Он помнил, как заглушал ее вопли кожистой рукой, когда вторая рука разрывала ей живот; и как он вгрызся в плоть бивнями и клыками...
Рядом падает расчлененное тело...
Некогда это были два красивых молодых мужчины; двое его нашли их в одной постели и оторвали руки-ноги, треща бедренными суставами как прутиками, разрывая колени и выдирая плечи, а они вопили, пока не замолкли отделенные головы, катясь в тишину.
Мамаша средних лет...
Да в жопу. Он устал от таких игр.
Стражники сдерживали толпу, причудливо разукрашенные ружья качались на широких кольчужных плечах. Глаза смотрели из прорезей шлемов, мрачные и отстраненные, поверх голов толпы. Мышцы выступали на сжатых челюстях. Слишком многие выставленные утреннему солнцу тела несли на груди солнечные взрывы Хрила.
Он помнил, что старинное слово "огриллой" переводится как "резня".
Вон тот мертвый стражник: один из него сломал ему позвоночник ударом кулака. Превосходной работы кольчуга повисла клочьями; он помнил, как рвал кольца когтистой лапой, словно гнилую кожу. Боевой конь валяется последи мостовой - конь ударил его копытом, и другой он схватил копыто в ладони и одним рывком вырвал сустав.
Алое пламя без жара и света сделало этих огриллонов больше, чем огриллонами. Даже сон наяву полнился ядовитой фантазией о могуществе.
Фантазией о том, каково быть сильнее рыцарей Хрила.
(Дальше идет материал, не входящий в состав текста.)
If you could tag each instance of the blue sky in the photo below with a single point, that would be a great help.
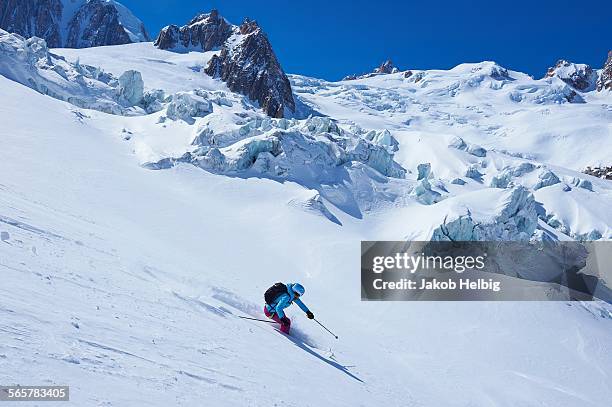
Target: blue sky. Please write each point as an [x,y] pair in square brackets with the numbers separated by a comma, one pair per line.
[331,39]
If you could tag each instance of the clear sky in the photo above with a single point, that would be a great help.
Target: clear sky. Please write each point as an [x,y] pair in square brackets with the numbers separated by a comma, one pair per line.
[330,39]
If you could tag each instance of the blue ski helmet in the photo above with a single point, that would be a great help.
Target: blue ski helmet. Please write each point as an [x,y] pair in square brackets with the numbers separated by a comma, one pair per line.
[298,289]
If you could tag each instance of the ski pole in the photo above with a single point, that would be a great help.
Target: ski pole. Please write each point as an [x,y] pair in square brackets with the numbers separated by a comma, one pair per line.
[334,335]
[256,319]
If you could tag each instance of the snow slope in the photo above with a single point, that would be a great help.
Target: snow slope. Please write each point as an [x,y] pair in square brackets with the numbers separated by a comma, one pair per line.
[118,277]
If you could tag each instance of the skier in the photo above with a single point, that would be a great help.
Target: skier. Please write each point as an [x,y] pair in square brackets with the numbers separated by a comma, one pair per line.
[280,296]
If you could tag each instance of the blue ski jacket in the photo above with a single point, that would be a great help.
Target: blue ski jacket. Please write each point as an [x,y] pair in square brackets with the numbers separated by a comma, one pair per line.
[285,300]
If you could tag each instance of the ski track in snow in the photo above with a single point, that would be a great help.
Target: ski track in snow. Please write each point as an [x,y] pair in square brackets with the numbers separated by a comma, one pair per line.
[118,277]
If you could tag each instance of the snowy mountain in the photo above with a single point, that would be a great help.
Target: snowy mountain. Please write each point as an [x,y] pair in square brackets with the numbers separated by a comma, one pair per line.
[604,82]
[72,23]
[246,63]
[578,76]
[146,204]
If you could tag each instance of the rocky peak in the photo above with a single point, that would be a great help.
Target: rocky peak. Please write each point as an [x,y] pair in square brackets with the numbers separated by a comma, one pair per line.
[248,65]
[204,32]
[74,23]
[386,67]
[98,23]
[578,76]
[249,26]
[605,78]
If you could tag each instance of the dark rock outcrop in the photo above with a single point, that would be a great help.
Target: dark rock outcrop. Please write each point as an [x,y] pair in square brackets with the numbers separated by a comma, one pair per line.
[92,23]
[386,67]
[605,78]
[578,76]
[204,32]
[29,18]
[599,172]
[249,66]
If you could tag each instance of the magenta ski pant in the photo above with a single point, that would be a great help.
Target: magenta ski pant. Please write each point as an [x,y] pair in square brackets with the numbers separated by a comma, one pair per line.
[274,317]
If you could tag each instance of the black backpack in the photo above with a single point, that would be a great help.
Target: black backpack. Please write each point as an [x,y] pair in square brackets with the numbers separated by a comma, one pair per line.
[274,292]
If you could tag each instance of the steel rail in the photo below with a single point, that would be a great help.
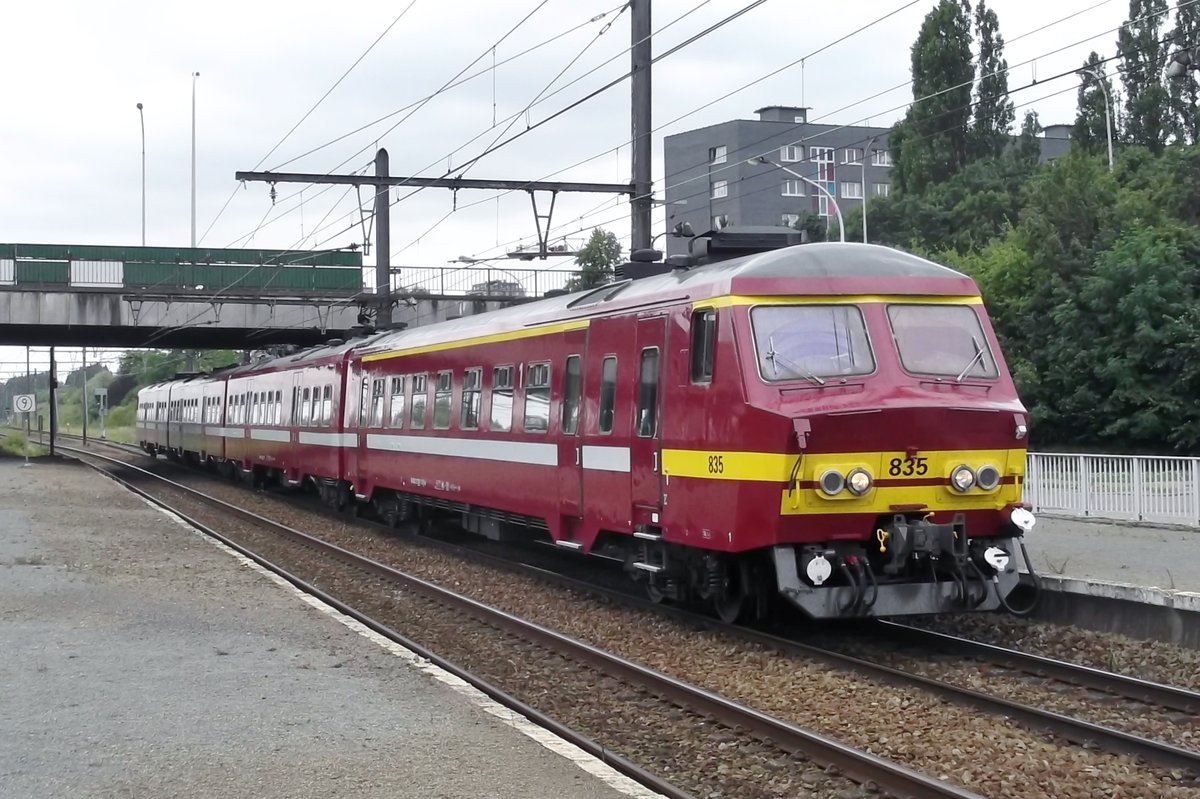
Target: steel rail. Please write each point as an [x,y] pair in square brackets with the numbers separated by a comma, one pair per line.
[617,762]
[1131,688]
[1073,730]
[858,766]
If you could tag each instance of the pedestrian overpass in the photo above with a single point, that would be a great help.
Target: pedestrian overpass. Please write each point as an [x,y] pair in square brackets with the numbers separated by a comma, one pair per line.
[229,299]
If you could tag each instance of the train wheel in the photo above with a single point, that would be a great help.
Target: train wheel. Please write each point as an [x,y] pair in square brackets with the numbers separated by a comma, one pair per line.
[731,601]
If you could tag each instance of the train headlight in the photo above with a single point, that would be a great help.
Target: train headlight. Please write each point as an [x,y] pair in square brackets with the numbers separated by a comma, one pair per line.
[988,476]
[832,482]
[963,478]
[858,481]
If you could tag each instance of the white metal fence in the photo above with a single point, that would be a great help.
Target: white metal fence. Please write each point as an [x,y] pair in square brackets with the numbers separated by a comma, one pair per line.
[1141,488]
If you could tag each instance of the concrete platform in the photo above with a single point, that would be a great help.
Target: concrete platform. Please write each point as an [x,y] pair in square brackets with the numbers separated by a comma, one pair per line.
[1134,580]
[141,660]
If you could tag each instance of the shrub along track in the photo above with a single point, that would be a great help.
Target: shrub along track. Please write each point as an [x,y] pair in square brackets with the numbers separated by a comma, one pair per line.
[987,754]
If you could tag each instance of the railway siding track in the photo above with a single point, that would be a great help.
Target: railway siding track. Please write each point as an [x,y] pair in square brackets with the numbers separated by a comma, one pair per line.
[1171,784]
[838,760]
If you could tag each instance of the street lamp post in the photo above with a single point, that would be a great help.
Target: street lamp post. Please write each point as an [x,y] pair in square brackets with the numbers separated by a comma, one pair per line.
[833,200]
[1108,112]
[867,152]
[195,76]
[143,120]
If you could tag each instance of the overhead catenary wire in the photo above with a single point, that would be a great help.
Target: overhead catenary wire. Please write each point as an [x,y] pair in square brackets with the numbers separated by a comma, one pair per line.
[315,106]
[413,108]
[775,186]
[733,162]
[579,102]
[519,114]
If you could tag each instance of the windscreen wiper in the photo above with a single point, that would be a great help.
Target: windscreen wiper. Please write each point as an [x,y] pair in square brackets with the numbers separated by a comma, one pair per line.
[774,358]
[975,359]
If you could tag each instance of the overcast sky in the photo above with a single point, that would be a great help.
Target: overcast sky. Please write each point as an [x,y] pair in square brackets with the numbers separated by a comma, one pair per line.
[72,73]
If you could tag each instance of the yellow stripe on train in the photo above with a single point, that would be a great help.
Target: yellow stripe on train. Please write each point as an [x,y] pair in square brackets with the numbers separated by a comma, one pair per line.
[777,467]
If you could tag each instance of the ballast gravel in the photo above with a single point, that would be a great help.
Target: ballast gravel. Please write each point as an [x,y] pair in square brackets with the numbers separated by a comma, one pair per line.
[987,754]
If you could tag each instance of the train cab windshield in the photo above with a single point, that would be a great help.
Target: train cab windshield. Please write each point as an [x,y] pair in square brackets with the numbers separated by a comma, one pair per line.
[810,342]
[942,341]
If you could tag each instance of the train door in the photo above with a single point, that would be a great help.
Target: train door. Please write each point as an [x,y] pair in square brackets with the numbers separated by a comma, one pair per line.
[646,456]
[570,446]
[355,406]
[609,395]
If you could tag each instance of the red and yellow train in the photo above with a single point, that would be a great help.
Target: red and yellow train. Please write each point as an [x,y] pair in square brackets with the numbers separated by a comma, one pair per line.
[828,422]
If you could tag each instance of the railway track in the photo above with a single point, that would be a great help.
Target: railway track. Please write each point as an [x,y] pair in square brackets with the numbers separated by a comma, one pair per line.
[1174,708]
[658,701]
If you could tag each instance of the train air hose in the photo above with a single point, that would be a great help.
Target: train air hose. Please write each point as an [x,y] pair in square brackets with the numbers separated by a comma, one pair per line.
[1033,576]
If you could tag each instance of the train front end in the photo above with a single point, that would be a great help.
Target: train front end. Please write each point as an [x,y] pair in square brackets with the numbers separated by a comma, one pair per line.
[906,445]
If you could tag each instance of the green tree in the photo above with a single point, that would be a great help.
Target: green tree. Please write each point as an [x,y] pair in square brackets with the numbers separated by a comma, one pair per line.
[1185,95]
[1091,131]
[930,144]
[994,110]
[1147,115]
[597,260]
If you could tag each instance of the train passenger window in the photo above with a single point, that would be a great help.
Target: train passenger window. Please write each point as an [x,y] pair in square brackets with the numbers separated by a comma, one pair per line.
[472,390]
[417,409]
[502,400]
[442,401]
[537,416]
[703,340]
[607,392]
[573,389]
[648,392]
[377,402]
[397,403]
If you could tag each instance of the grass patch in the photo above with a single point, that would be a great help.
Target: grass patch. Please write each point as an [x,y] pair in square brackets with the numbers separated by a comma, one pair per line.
[15,444]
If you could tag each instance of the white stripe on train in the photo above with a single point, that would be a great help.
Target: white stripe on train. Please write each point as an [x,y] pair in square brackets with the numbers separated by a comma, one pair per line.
[595,458]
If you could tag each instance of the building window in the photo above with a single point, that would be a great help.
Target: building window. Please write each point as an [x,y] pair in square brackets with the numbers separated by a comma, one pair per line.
[607,394]
[397,403]
[648,394]
[537,418]
[417,408]
[468,414]
[442,400]
[793,188]
[703,340]
[821,155]
[573,390]
[502,398]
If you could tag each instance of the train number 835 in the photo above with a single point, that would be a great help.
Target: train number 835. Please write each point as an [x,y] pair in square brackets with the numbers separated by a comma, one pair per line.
[909,467]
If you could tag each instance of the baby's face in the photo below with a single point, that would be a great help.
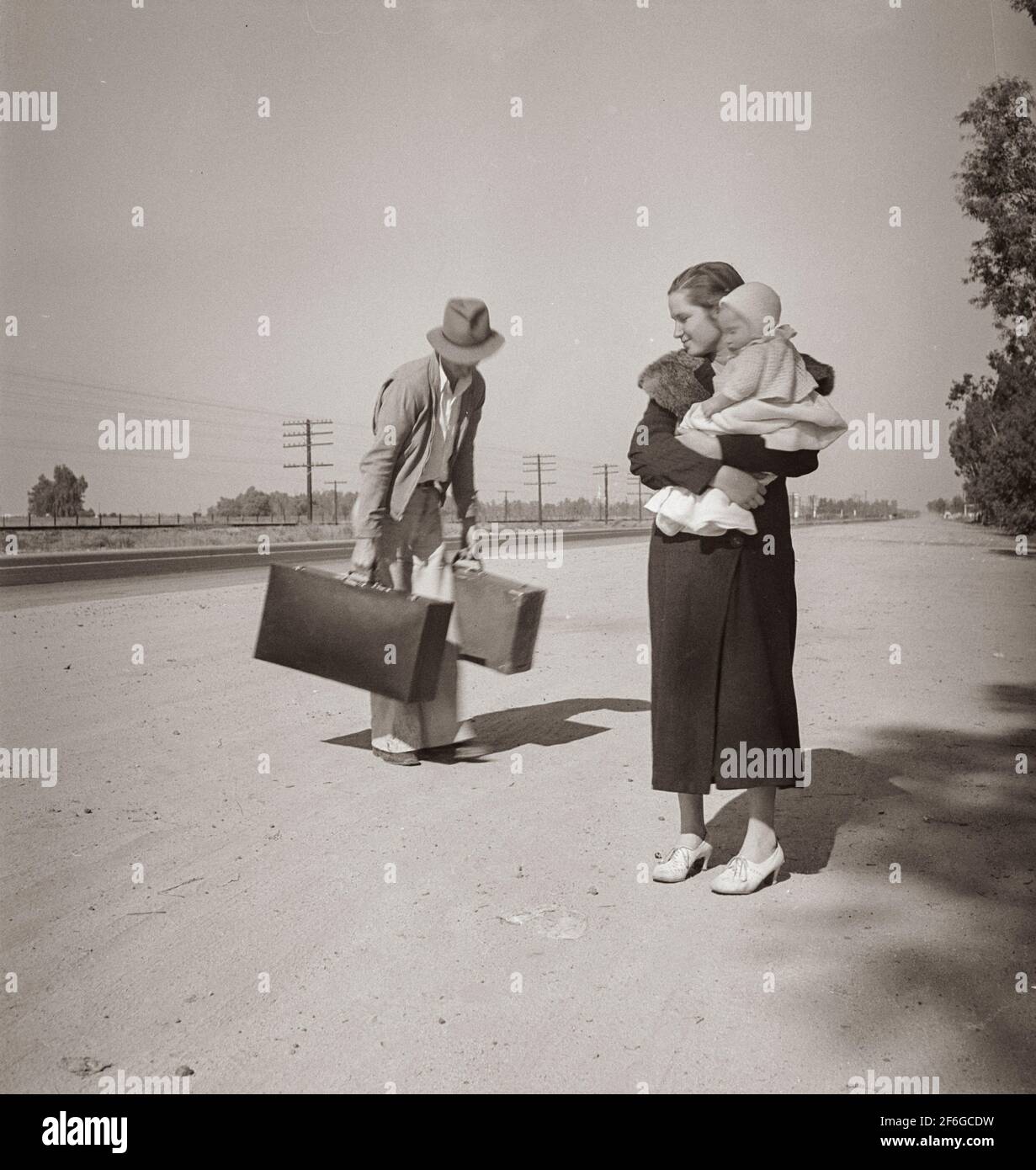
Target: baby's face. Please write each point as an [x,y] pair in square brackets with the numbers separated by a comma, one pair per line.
[736,330]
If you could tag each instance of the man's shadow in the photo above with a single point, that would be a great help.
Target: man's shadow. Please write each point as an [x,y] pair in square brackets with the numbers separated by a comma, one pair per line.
[547,725]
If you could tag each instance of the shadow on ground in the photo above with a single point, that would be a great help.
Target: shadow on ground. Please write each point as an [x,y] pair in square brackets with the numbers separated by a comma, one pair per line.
[547,725]
[951,809]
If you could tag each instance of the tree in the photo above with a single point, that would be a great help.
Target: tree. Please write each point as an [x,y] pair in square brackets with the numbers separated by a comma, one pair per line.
[60,497]
[994,439]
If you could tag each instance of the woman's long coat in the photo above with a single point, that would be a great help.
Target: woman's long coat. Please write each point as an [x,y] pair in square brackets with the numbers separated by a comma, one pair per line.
[723,609]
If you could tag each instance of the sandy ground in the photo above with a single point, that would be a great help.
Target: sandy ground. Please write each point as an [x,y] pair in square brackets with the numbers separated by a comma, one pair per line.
[422,983]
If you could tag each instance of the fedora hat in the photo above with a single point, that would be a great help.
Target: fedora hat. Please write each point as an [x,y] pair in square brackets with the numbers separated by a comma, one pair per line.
[465,336]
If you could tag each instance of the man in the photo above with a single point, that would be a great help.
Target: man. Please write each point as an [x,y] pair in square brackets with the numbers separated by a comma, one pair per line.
[425,423]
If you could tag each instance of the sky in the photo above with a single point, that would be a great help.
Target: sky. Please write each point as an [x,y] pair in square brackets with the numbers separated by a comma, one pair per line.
[411,107]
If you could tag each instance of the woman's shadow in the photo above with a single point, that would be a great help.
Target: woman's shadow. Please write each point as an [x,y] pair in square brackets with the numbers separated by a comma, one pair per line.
[840,786]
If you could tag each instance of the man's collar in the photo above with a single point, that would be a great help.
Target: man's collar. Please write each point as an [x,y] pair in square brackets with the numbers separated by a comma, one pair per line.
[444,381]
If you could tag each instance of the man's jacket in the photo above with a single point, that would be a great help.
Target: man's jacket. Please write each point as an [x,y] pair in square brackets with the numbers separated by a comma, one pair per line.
[404,417]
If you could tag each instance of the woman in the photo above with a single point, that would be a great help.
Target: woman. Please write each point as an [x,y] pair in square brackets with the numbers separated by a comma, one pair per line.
[721,609]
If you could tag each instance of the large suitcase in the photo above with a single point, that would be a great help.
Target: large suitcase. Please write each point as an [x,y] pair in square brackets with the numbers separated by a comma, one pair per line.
[367,636]
[497,620]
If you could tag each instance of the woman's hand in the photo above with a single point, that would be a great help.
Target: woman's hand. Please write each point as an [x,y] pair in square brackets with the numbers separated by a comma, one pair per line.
[742,488]
[703,444]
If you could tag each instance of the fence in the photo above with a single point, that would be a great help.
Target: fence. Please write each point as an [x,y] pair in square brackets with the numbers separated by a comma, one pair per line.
[162,519]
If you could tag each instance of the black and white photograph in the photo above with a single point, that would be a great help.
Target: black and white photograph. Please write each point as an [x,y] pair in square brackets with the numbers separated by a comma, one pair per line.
[518,522]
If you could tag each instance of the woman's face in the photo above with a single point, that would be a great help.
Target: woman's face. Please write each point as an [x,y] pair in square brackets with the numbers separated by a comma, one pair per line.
[696,329]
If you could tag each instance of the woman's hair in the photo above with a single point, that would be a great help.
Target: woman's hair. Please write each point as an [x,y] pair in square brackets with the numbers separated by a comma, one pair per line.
[705,285]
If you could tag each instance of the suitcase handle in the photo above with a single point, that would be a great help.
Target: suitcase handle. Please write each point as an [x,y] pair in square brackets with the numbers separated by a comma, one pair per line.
[345,581]
[465,557]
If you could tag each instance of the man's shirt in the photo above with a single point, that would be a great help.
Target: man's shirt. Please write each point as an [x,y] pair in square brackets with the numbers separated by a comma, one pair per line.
[444,431]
Стражники выносили дымящиеся обломки за пределы охраняемого круга. Вот вытащили еще труп: изодранные останки девицы, едва ли старше десяти лет. Он помнил вкус юной, чистой плоти. Дочери как раз столько. Почти все волосы девицы пропитались засохшей кровью. Один локон качался у плеча бойца, ее несущего, и был он изящным, шелково-золотым. Как у Веры.
Колбаса задергалась в желудке.
- Не мое дело, - проскрипел он сквозь зубы. - Так и эдак, не мое дело.
Его дело вышло из дымящейся двери с четырьмя сотнями фунтов дохлого огриллона на плече.
Кто-то в толпе заорал: - Хлейлок! Хлейлок и Бог! - и шаги ее прервались, и рот скривился, блестящие глаза окинули раненых и мертвых. Он вспомнил тот же благочестивый клич, изданный двадцать пять лет назад. Но другой голос, другой Хлейлок, другой Бодекен.
Голоса отозвались эхом. - Хлейлок и Бог! - Крики стали ревом, и он, стоявший молча, мог различить отдельные звуки: - Убей их Васса! Убей всех! Бей мразь!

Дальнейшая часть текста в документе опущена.